Similarly, in Tittle v. Corso , 256 Ga. App. 859, 860-862, 862-863 (1) (569 SE2d 873) (2002) (whole court), this Court held that an officer’s threats, use of profanity, and act of slamming a motorist against his vehicle were insufficient to establish actual malice. In Valades , supra, this Court held that an officer did not exhibit actual malice when he, after arguing with plaintiffs during a traffic stop, pulled one plaintiff’s hair, lifted her up while handcuffed so as to cause soreness in her shoulder and pointed a weapon at her neck, or when the officer asked the other plaintiff if he wanted to die and kicked him in the knee because the officer’s actions showed an effort to restrain an uncertain situation rather than a deliberate intent to commit a wrongful act.
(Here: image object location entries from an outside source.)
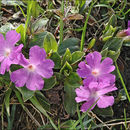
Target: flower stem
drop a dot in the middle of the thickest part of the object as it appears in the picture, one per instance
(122, 81)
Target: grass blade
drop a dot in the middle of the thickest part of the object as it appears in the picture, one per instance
(122, 81)
(85, 27)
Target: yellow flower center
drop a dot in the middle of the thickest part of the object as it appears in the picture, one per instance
(95, 72)
(7, 52)
(31, 67)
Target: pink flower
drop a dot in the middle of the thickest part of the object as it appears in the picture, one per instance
(8, 50)
(35, 69)
(95, 70)
(125, 32)
(95, 92)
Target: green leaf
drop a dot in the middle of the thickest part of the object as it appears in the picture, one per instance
(20, 29)
(104, 112)
(37, 39)
(71, 43)
(36, 103)
(12, 2)
(67, 57)
(49, 83)
(71, 83)
(7, 99)
(67, 124)
(42, 100)
(77, 56)
(27, 94)
(91, 43)
(50, 43)
(7, 27)
(113, 44)
(66, 69)
(39, 24)
(114, 55)
(18, 95)
(122, 95)
(104, 52)
(56, 59)
(35, 10)
(11, 117)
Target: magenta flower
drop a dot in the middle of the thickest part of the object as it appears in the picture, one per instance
(125, 32)
(35, 69)
(8, 50)
(95, 93)
(95, 70)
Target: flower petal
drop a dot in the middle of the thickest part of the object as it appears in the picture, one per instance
(87, 105)
(82, 65)
(84, 72)
(105, 101)
(106, 78)
(5, 65)
(34, 82)
(2, 40)
(22, 60)
(107, 89)
(45, 69)
(12, 37)
(107, 66)
(88, 80)
(36, 54)
(15, 52)
(82, 94)
(93, 59)
(1, 58)
(19, 77)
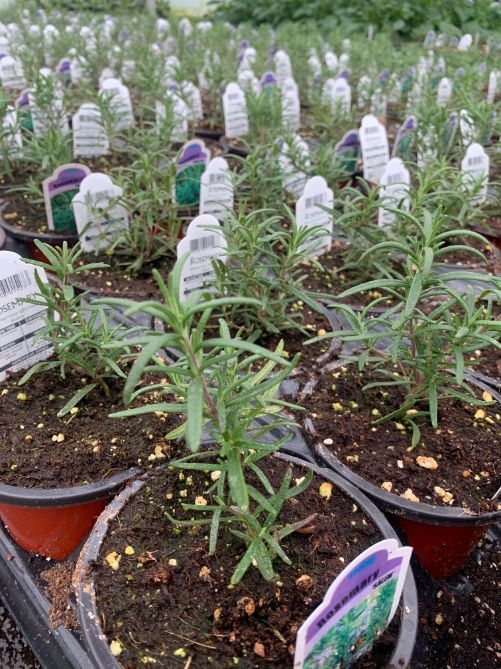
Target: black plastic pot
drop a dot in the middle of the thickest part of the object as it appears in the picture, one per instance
(88, 613)
(52, 522)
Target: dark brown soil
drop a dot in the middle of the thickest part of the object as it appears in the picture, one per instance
(58, 590)
(170, 601)
(40, 450)
(464, 448)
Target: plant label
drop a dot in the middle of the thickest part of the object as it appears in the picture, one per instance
(467, 127)
(120, 102)
(475, 168)
(205, 242)
(236, 119)
(337, 94)
(402, 148)
(59, 190)
(20, 323)
(216, 189)
(357, 608)
(192, 163)
(444, 92)
(98, 213)
(374, 145)
(395, 182)
(347, 152)
(291, 107)
(293, 159)
(309, 214)
(11, 73)
(89, 136)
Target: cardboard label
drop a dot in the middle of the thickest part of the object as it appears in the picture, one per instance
(236, 120)
(374, 145)
(192, 163)
(402, 148)
(444, 92)
(59, 190)
(475, 167)
(98, 214)
(216, 189)
(20, 322)
(89, 136)
(204, 241)
(120, 102)
(309, 214)
(357, 608)
(395, 182)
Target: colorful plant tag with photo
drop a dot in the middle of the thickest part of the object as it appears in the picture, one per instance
(216, 189)
(395, 183)
(357, 608)
(99, 215)
(309, 214)
(89, 136)
(59, 190)
(236, 119)
(374, 145)
(205, 242)
(475, 168)
(20, 322)
(191, 164)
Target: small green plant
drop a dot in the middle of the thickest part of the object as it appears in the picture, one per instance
(78, 332)
(222, 385)
(430, 327)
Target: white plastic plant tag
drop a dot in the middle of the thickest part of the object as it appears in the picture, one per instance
(59, 190)
(395, 182)
(20, 322)
(291, 159)
(444, 92)
(337, 94)
(216, 189)
(357, 608)
(475, 168)
(291, 108)
(374, 145)
(11, 73)
(467, 127)
(316, 194)
(175, 117)
(494, 76)
(236, 119)
(120, 102)
(193, 99)
(204, 241)
(89, 136)
(98, 213)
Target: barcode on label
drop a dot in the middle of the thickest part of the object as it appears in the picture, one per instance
(314, 200)
(203, 243)
(15, 283)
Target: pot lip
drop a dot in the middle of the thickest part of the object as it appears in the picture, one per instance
(29, 235)
(69, 496)
(84, 584)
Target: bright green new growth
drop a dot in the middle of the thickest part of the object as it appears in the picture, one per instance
(225, 387)
(430, 327)
(79, 332)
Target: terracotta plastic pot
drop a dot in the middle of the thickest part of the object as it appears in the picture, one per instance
(443, 538)
(52, 522)
(84, 585)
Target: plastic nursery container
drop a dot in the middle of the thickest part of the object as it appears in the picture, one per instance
(52, 522)
(83, 581)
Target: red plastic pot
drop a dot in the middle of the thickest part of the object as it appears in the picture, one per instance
(52, 522)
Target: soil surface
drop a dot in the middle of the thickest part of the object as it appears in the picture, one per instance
(459, 458)
(168, 600)
(40, 450)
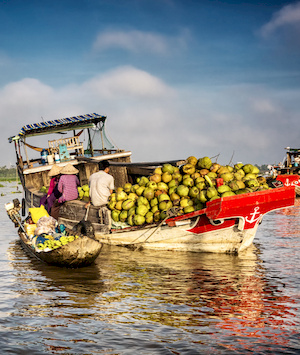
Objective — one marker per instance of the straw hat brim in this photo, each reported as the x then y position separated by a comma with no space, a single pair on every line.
69,169
55,170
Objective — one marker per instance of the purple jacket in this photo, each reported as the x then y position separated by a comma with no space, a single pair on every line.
67,185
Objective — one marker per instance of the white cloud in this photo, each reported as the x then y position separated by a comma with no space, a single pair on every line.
139,41
128,82
288,16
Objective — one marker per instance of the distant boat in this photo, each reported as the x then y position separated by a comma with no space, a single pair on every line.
288,171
Id. at 886-887, 892 (2).

“Police officers are often forced to make split-second judgments – in circumstances that are tense, uncertain, and rapidly evolving – about the amount of force that is necessary in a particular situation.” (Punctuation and footnote omitted.) Valades , supra at 891-892 (2). Accord Tittle , supra at 863 (1) (“The right to make an arrest or investigatory stop necessarily carries with it the right to use some degree of physical coercion or threat thereof to effect it”) (punctuation and footnote omitted). Although we do not condone the officer’s actions in this case, we do not find that the evidence creates a jury question concerning whether Officer Vidal exhibited actual malice towards Leavell. Leavell does not dispute that Officer Vidal was engaged in an attempt to arrest an IHOP patron who refused to leave the premises when Leavell came over to videotape the scene. Officer Vidal testified that Leavell’s arrest was based on simple assault and obstruction because she was “grabbing on” him while he was attempting to arrest another IHOP patron and because she swung at him several times. “[O]ur task is not to decide, with the benefit of hindsight, what [Officer Vidal] should have done. We are concerned only with whether [his] behavior showed a deliberate intention to commit a wrongful act.” (Punctuation and footnote omitted.) Selvy , supra at 707. Because there was no evidence to support a finding of actual malice, the trial court erred in concluding that Officer Vidal was not entitled to official immunity and in denying Officer Vidal’s motion for summary judgment.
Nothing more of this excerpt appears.